The National Security Agency’s insistence on having technology companies include so-called “backdoors” in their products it could use to spy on assorted bad guys may have backfired – allowing the bad guys to steal U.S. government data.

According to a Reuters report:

In at least one instance, a foreign adversary was able to take advantage of a back door invented by U.S. intelligence, according to Juniper Networks Inc, which said in 2015 its equipment had been compromised. In a previously unreported statement to members of Congress in July seen by Reuters, Juniper said an unnamed national government had converted the mechanism first created by the NSA. The NSA told Wyden staffers in 2018 that there was a “lessons learned” report about the Juniper incident and others, according to Wyden spokesman Keith Chu.

“NSA now asserts that it cannot locate this document,” Chu told Reuters.

NSA and Juniper declined to comment on the matter.

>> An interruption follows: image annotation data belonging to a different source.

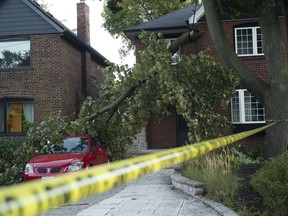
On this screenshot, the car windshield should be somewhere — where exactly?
[45,137,88,154]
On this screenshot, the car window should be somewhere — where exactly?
[45,137,88,154]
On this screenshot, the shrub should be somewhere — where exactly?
[251,152,288,216]
[181,150,240,205]
[0,137,30,187]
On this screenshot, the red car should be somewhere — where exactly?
[24,135,109,181]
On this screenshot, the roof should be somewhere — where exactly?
[124,5,201,41]
[0,0,108,66]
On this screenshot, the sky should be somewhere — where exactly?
[45,0,135,66]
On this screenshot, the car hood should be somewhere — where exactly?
[28,154,85,167]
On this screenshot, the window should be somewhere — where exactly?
[168,39,181,65]
[231,89,265,124]
[235,27,264,56]
[0,40,30,68]
[0,99,34,133]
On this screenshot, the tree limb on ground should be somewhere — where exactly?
[86,31,204,121]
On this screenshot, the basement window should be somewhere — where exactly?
[0,40,30,68]
[231,89,265,124]
[0,99,34,133]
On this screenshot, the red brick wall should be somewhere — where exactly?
[0,35,100,125]
[136,18,288,150]
[146,109,176,149]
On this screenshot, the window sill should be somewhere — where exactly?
[0,66,32,72]
[0,132,26,137]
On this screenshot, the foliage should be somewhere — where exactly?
[27,110,75,150]
[102,0,195,56]
[0,50,30,68]
[226,145,264,168]
[181,149,240,205]
[79,33,237,159]
[251,151,288,215]
[102,0,192,36]
[0,137,31,187]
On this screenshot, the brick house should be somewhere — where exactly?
[124,5,268,150]
[0,0,107,136]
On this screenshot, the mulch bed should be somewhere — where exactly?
[236,165,265,213]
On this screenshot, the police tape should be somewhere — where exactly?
[0,122,276,216]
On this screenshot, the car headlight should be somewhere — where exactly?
[67,161,84,172]
[25,164,34,173]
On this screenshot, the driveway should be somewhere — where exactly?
[43,169,219,216]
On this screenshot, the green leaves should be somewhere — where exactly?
[79,32,238,159]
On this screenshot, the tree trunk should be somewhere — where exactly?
[203,0,288,157]
[258,0,288,157]
[265,88,288,157]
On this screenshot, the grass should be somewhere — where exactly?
[181,150,241,207]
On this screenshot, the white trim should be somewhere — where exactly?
[189,5,205,24]
[231,89,266,124]
[234,26,264,57]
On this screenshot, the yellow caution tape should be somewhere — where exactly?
[0,122,276,216]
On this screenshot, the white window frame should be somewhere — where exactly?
[167,38,181,65]
[234,26,264,56]
[231,89,266,124]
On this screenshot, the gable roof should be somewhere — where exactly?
[124,5,201,41]
[0,0,108,66]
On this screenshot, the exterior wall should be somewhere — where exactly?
[136,18,288,151]
[58,38,82,115]
[0,35,63,124]
[0,34,101,132]
[146,109,177,149]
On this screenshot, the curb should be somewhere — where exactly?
[171,171,238,216]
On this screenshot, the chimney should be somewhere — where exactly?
[77,0,90,44]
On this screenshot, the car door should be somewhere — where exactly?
[90,137,99,165]
[96,138,108,164]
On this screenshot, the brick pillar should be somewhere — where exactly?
[77,1,90,44]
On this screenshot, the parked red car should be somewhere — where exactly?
[24,135,109,181]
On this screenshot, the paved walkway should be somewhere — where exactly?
[72,169,219,216]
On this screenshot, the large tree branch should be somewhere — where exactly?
[203,0,268,104]
[86,86,137,121]
[258,0,288,79]
[168,30,204,55]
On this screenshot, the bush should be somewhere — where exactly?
[181,150,240,206]
[0,137,30,187]
[251,152,288,216]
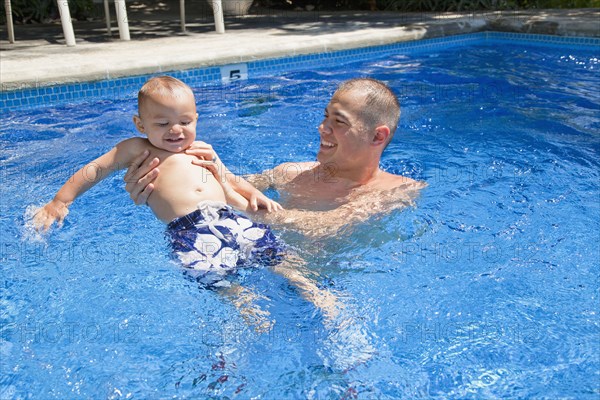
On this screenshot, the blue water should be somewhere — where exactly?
[0,40,600,399]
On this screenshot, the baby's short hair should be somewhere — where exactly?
[138,75,194,111]
[336,78,400,143]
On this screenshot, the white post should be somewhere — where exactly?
[57,0,75,46]
[104,0,112,36]
[179,0,185,32]
[210,0,225,33]
[115,0,130,40]
[4,0,15,43]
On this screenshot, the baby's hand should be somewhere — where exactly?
[33,200,69,232]
[248,190,283,212]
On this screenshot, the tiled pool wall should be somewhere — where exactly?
[0,32,600,113]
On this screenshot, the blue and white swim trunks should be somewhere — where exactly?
[166,201,285,286]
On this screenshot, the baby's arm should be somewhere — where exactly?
[33,138,142,230]
[194,160,250,211]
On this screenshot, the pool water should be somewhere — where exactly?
[0,42,600,399]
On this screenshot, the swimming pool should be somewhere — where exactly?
[0,36,600,399]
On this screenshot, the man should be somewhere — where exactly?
[125,78,426,332]
[125,78,426,236]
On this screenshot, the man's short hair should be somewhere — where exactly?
[336,78,400,144]
[138,75,194,112]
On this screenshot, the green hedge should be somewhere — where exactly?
[0,0,96,24]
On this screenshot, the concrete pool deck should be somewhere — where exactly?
[0,3,600,91]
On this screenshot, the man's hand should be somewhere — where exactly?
[185,141,218,165]
[248,190,283,212]
[123,150,160,206]
[33,200,69,232]
[185,142,283,212]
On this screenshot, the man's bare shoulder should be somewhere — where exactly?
[273,161,319,184]
[374,171,427,191]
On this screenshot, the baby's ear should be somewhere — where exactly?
[133,115,144,133]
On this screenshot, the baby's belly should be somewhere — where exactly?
[148,170,226,223]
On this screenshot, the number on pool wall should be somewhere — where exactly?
[221,64,248,83]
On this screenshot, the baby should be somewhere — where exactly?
[33,76,282,282]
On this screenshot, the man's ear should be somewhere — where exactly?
[133,115,145,133]
[371,125,390,146]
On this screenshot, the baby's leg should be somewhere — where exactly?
[219,283,275,333]
[272,252,344,320]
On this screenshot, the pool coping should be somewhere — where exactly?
[0,9,600,92]
[0,25,600,112]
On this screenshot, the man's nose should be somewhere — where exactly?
[171,124,183,133]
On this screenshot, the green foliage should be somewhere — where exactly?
[0,0,95,23]
[377,0,600,12]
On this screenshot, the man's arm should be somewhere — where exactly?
[264,182,423,237]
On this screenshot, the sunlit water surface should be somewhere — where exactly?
[0,40,600,399]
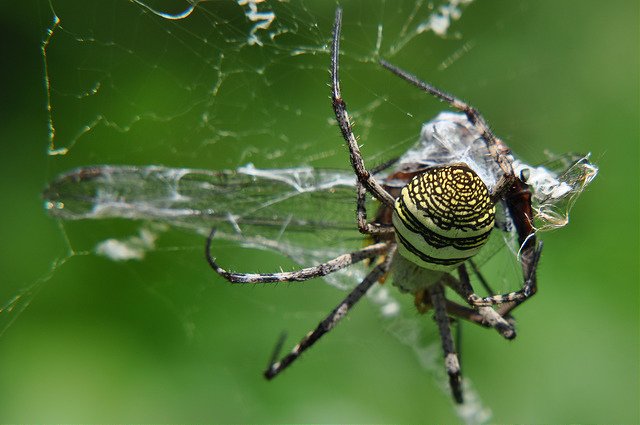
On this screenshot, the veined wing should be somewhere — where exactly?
[43,164,362,286]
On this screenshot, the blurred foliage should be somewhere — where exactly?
[0,0,640,423]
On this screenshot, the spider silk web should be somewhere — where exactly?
[0,0,600,423]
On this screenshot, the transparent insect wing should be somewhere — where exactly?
[388,112,598,231]
[514,154,598,231]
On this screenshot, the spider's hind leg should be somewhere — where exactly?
[264,245,395,379]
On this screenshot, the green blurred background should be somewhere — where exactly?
[0,1,640,423]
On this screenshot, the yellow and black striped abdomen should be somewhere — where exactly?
[393,164,495,271]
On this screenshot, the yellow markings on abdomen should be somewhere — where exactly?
[393,164,495,271]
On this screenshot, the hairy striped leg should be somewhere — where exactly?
[264,245,395,379]
[467,242,542,308]
[467,259,516,328]
[428,283,463,403]
[356,182,395,235]
[495,241,542,316]
[205,229,390,283]
[331,8,395,208]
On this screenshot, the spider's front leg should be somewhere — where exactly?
[264,244,395,379]
[331,8,395,208]
[443,264,516,339]
[205,229,389,283]
[428,283,463,404]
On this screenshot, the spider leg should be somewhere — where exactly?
[379,59,516,196]
[428,283,463,404]
[331,8,395,207]
[264,245,395,379]
[443,264,516,339]
[356,158,400,235]
[416,293,515,339]
[458,242,542,306]
[356,182,395,235]
[205,229,390,283]
[498,241,542,315]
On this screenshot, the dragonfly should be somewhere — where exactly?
[44,10,598,403]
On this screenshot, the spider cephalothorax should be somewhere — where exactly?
[206,9,542,403]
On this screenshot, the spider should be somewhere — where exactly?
[205,8,542,403]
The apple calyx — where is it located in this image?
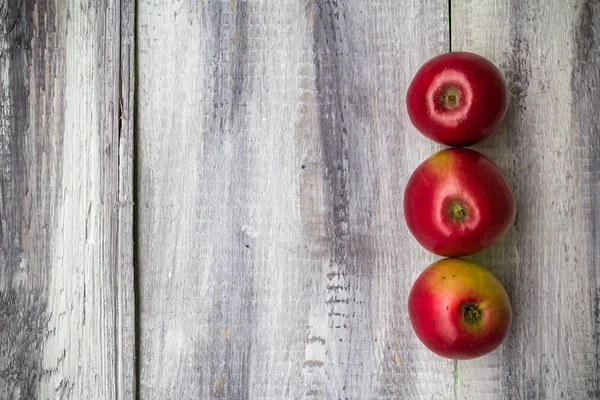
[461,302,483,325]
[442,86,460,108]
[450,202,469,222]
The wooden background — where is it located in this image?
[0,0,600,400]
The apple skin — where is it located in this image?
[404,148,516,257]
[408,258,512,360]
[406,52,508,146]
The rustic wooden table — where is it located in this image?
[0,0,600,400]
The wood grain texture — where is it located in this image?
[137,0,455,400]
[0,0,134,399]
[451,0,600,399]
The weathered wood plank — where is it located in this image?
[0,0,134,399]
[452,0,600,399]
[137,0,455,400]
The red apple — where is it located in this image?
[404,148,515,257]
[408,258,512,360]
[406,52,508,146]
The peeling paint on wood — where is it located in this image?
[452,0,600,399]
[0,0,134,399]
[138,0,454,399]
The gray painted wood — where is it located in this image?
[451,0,600,399]
[0,0,134,399]
[137,0,455,400]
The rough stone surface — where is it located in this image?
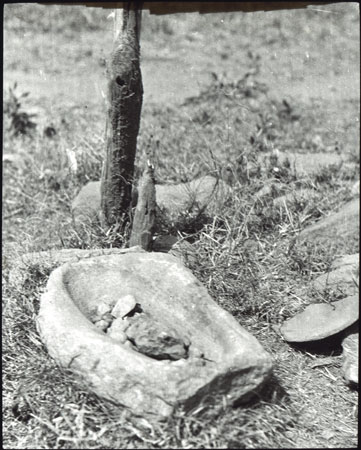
[280,295,359,342]
[298,198,360,248]
[342,333,359,384]
[312,253,359,296]
[112,294,137,319]
[72,176,229,223]
[125,312,190,360]
[37,252,272,417]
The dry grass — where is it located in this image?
[2,2,359,449]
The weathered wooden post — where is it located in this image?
[101,1,143,227]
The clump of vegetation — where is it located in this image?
[4,82,37,136]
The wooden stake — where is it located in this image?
[100,2,143,227]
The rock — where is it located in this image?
[298,199,360,251]
[71,176,229,227]
[112,294,137,319]
[281,295,359,342]
[312,254,358,296]
[107,318,129,344]
[37,252,272,417]
[342,333,359,384]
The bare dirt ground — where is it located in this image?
[3,3,360,448]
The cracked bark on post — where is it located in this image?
[100,2,143,227]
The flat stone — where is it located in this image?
[280,295,359,342]
[71,176,229,223]
[37,252,272,417]
[342,333,359,384]
[298,198,360,248]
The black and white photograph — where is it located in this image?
[2,0,360,450]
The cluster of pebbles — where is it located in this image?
[91,294,191,361]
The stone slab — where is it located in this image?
[37,252,272,417]
[342,333,359,384]
[280,295,359,342]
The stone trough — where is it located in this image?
[37,251,272,417]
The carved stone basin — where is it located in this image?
[37,251,272,416]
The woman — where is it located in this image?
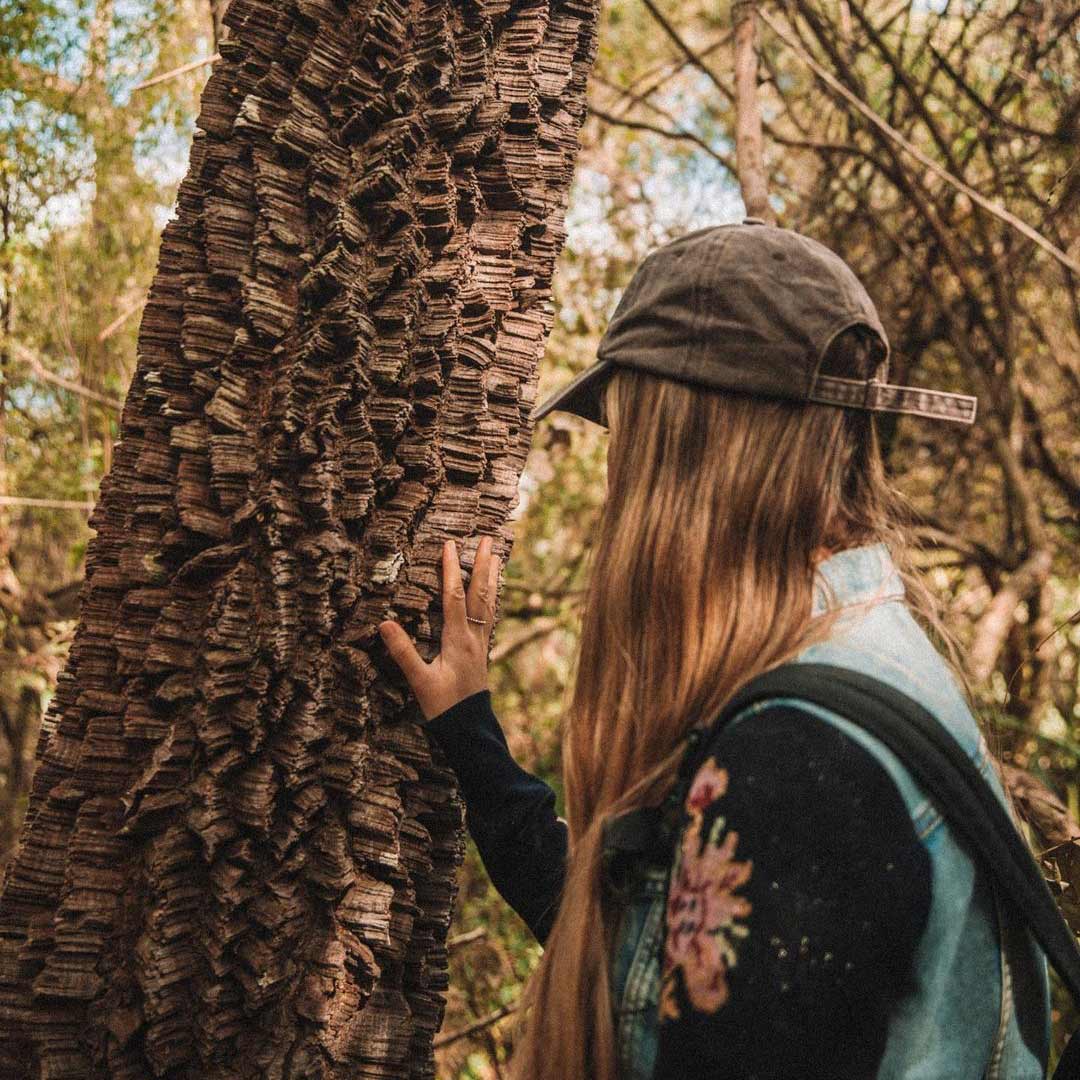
[380,219,1050,1080]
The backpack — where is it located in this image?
[602,662,1080,1080]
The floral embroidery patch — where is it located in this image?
[660,757,754,1020]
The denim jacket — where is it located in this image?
[612,543,1051,1080]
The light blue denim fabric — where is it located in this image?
[611,543,1051,1080]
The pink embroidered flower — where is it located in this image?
[660,758,753,1020]
[686,757,728,814]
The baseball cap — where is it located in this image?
[531,217,977,423]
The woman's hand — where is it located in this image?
[379,536,499,720]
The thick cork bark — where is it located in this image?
[0,0,597,1080]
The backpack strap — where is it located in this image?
[677,662,1080,1080]
[604,662,1080,1080]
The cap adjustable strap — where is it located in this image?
[807,375,978,423]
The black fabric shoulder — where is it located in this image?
[654,704,931,1080]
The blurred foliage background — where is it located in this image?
[0,0,1080,1078]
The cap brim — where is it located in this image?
[531,360,616,427]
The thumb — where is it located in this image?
[379,619,428,690]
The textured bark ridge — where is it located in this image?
[0,0,597,1080]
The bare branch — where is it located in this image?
[13,341,124,411]
[132,53,221,93]
[434,1005,517,1050]
[756,6,1080,273]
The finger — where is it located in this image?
[443,540,469,635]
[465,537,494,619]
[487,555,502,622]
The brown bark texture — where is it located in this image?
[0,0,597,1080]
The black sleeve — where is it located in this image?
[653,705,931,1080]
[424,690,568,943]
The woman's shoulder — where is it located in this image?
[710,697,943,838]
[660,700,932,1076]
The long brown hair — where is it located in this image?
[512,327,984,1080]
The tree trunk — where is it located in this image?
[0,0,597,1080]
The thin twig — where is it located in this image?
[434,1005,517,1050]
[97,296,146,342]
[758,9,1080,273]
[446,927,487,949]
[0,495,94,510]
[132,53,221,94]
[12,341,124,411]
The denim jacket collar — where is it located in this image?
[811,542,905,615]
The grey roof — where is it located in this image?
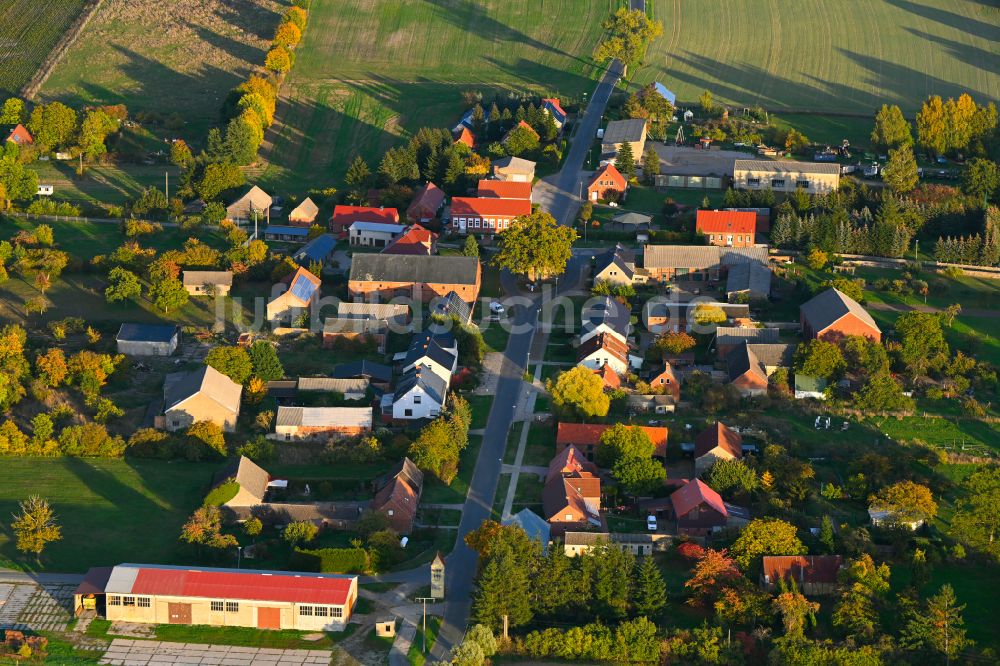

Who was behind the hack? It appears to have been China. Even so, Western law enforcement agencies have continued to demand backdoors as means to fight an assortment of crimes:

…the Justice Department is still relentlessly trying to make our encryption worse, and so have other governments, like the United Kingdom, Australia, Canada, New Zealand, India, and Japan. Earlier this month, national law enforcement leaders from all these countries signed a letter demanding that encryption be weakened, claiming that police need access to fight child sexual exploitation.

Privacy and technology experts have been warning all along that these demands would actually make everybody more vulnerable to crime for very little gain and would compromise everybody’s privacy and data security.